Een hele beste uit het Westeinde

Niet alleen van het zelf vissen maar ook via Facebook kun je veel leren. Ik heb diverse groepen over penvissen  gevolgd en zo ook weer het e.e.a. gelezen over zelf dobbers maken. Dat is een leuke hobby in een hobby.  Ik heb het hele jaar met eigen dobbers en drijvers gevist. De dobbers van riet en saté pen en de drijvers van balsa en saté pen.  Alles variërend van 0,3 tot max 0,7 gram. ( als vliegvisser ben je gewend e.e.a. zelf te maken, ik vis ook graag met eigen gemaakte spinnertjes)

Riet dobbertje.

De hele lichte drijvertjes werden voorzien van een extra beetverklikkertje op ongeveer  30 cm afstand van het drijvertje zodat bij wind en stroming toch genoeg zicht bleef op aanbeten.
En natuurlijk stekken zoeken. Veel fietsen, goed kijken. Die stekjes bleken er toch genoeg te zijn in een straal van 30 minuten fietsen vanaf huis.  Sommige stekken gaven heel veel brasem en soms idioot grote brasem, andere stekken heel veel kreeft ( wat een plaag) en weer andere stekken giebels.

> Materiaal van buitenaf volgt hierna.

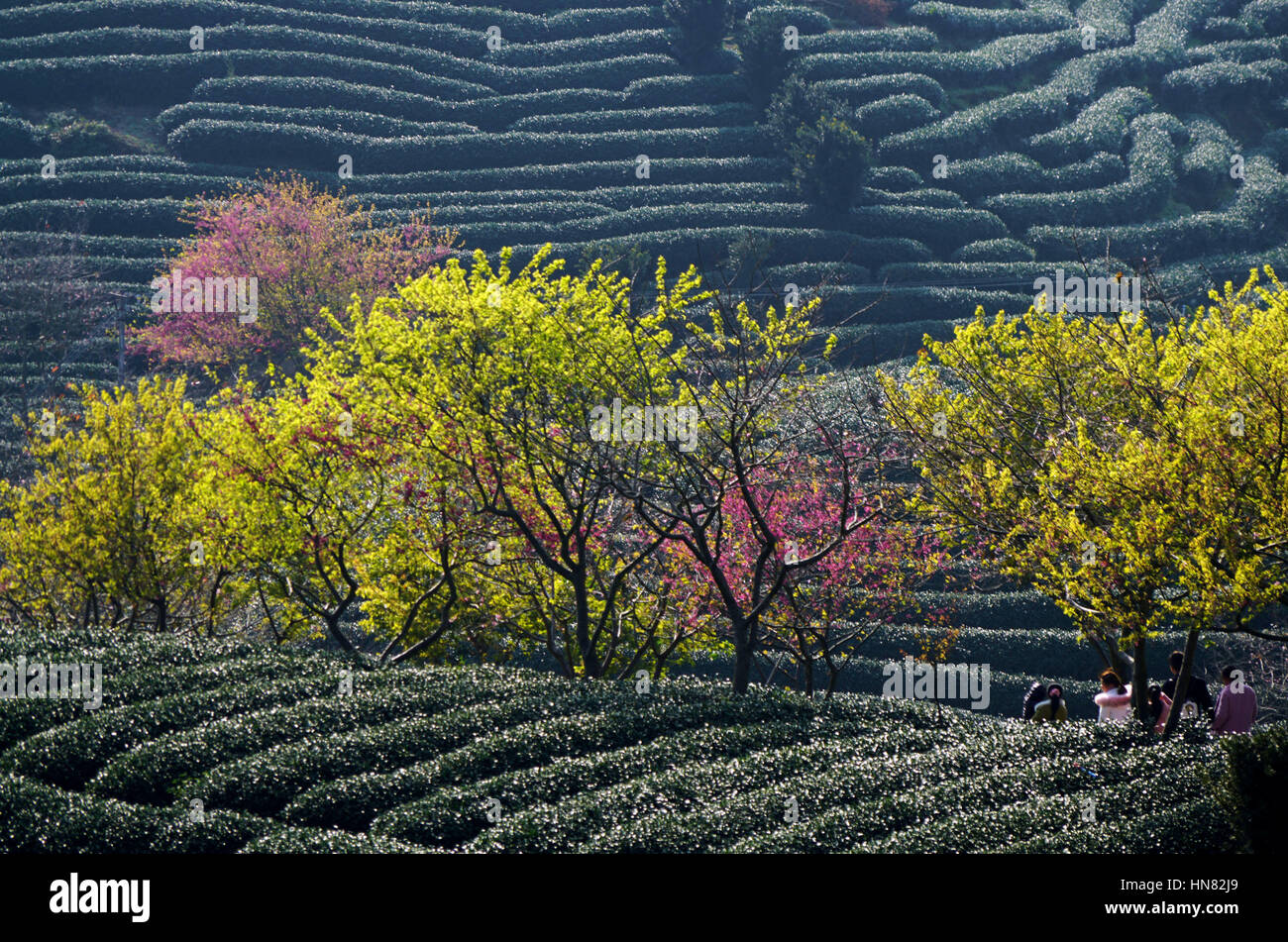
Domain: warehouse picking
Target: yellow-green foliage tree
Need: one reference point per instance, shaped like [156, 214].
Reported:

Zoonlief voorzag me geregeld van voer;  duivenvoer met hennep, geweekt en gekookt, prima voer. Later ben ik zelf voer gaan maken van  vogelvoer, geweekt en gekookt met een handje mais er door. En altijd met gemalen anijszaad er in.  ( ik heb dat geloof ik ooit ca 60 jaar geleden gelezen in een van de boekjes van A. van Onck).
Vissen deed ik meestal met 2 korrels mais, geen wormen meer in verband met de kreeft, hoewel die ook mais pakken. Maar een blikje mais is heel handig en goedkoop aas.
Natuurlijk heb ik ook weleens  geëxperimenteerd. Custarddeeg is heel simpel te maken en is een goed aas voor karper maar ik vond het lastig. Vaak misgeslagen maar het werkte wel.

Gek gemaakt door al die facebook groepen heb ik 1 keer met kattenvoer gevist.  Ik had nog wat poezenbrokken  die heb ik vermalen zodat het deeg werd.  Het leek me wel wat voor een stek vlak bij mijn huis. Ik wist dat er karper in die sloot zat, naast brasem en giebel. Op een avond met snoeischaar en hark een plek gemaakt in het riet waar ik kon zitten ( hopeloos trouwens overal dat riet). De volgende dag moest het gebeuren , een nieuwe stek en  nieuw aas. De verwachtingen waren hoog gespannen. Maar het was geen succes.  De kreeften waren er snel bij, 5 stuks op rij, gevolgd door een brasem en een giebel. Wegwezen dus.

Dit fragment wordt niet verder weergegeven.